The head of the Australian Securities and Investments Commission James Shipton will step down from his role at the corporate watchdog in the coming months.
In 2020, an investigation was launched after it was revealed ASIC paid more than $118,000 for him to receive personal tax advice.
Mr Shipton stood aside during the review and chose not to receive his salary during that time.
The report found no adverse findings against him.
Treasurer Josh Frydenberg said the government had considered the report by Dr Vivienne Thom, as well as extra legal advice about Mr Shipton’s behaviour.
“I am satisfied that that there have been no instances of misconduct,” he said.
“In the light of the outcomes of the review, Mr Shipton will return to his role, but Mr Shipton and I have agreed that it is in the best interests of ASIC that he will step down as the chairperson of ASIC in the coming months.”
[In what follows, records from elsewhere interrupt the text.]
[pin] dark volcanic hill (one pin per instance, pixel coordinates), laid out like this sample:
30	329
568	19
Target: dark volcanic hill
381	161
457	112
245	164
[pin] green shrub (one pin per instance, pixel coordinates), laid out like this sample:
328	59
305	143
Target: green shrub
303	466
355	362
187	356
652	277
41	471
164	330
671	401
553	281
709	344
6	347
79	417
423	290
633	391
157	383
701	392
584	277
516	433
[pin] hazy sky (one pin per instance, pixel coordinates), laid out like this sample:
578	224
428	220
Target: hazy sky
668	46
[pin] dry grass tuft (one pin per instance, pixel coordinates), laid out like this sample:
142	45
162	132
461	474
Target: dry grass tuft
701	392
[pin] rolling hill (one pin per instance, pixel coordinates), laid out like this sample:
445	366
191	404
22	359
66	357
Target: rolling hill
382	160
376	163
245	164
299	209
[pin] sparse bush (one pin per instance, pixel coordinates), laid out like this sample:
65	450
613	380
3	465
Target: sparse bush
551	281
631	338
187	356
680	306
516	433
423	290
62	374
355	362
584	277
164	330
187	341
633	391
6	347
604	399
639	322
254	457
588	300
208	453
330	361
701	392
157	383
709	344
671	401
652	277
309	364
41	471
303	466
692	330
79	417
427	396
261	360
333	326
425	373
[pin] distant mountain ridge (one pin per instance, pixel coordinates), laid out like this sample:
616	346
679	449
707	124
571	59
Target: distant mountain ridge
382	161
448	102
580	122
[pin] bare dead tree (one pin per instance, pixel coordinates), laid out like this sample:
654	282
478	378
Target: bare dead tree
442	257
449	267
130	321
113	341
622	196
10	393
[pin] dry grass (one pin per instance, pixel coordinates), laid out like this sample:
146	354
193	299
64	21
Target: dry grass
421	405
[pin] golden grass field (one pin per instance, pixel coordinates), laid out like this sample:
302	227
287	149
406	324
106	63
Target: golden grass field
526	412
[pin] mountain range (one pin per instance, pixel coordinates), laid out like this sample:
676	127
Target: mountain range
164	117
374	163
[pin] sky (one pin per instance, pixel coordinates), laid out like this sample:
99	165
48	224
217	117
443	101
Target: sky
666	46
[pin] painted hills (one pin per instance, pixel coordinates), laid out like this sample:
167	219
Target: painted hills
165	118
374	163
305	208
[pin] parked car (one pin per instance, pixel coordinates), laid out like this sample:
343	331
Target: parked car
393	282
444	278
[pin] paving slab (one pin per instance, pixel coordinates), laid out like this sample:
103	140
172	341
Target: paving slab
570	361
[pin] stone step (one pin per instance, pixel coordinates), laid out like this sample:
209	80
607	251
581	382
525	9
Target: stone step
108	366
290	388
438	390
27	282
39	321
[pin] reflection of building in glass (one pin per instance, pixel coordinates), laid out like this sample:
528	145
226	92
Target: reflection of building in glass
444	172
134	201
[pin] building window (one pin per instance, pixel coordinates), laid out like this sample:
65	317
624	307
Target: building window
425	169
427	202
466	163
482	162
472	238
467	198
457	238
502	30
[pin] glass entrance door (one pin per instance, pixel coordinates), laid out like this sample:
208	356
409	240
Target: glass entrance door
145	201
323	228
Mr Frydenberg said Treasury would “immediately” begin looking for his replacement.
Mr Shipton agreed to repay the money in 2020, which he received when he relocated to Australia from the US to take up the role as ASIC chair in 2018.
The payment was uncovered by the Australian National Audit Office during an investigation.
At the time the ANAO also raised concerns about a $70,000 payment to ASIC’s deputy chair Dan Crennan for housing costs made over two years following his relocation from Melbourne to Sydney in 2019.
Mr Crennan said he would also repay the money and resigned following the revelations.
Mr Shipton’s departure comes two years earlier than expected when he began his five-year term.
“He has served ASIC well for three years but we believe that it is time for a fresh start at ASIC and a fresh start will begin with the search for a new chairperson,” Mr Frydenberg said.
The Treasurer said Mr Shipton wouldn’t receive a separation payment but would be paid for the time that he was on leave from ASIC in recent months and until a replacement is appointed.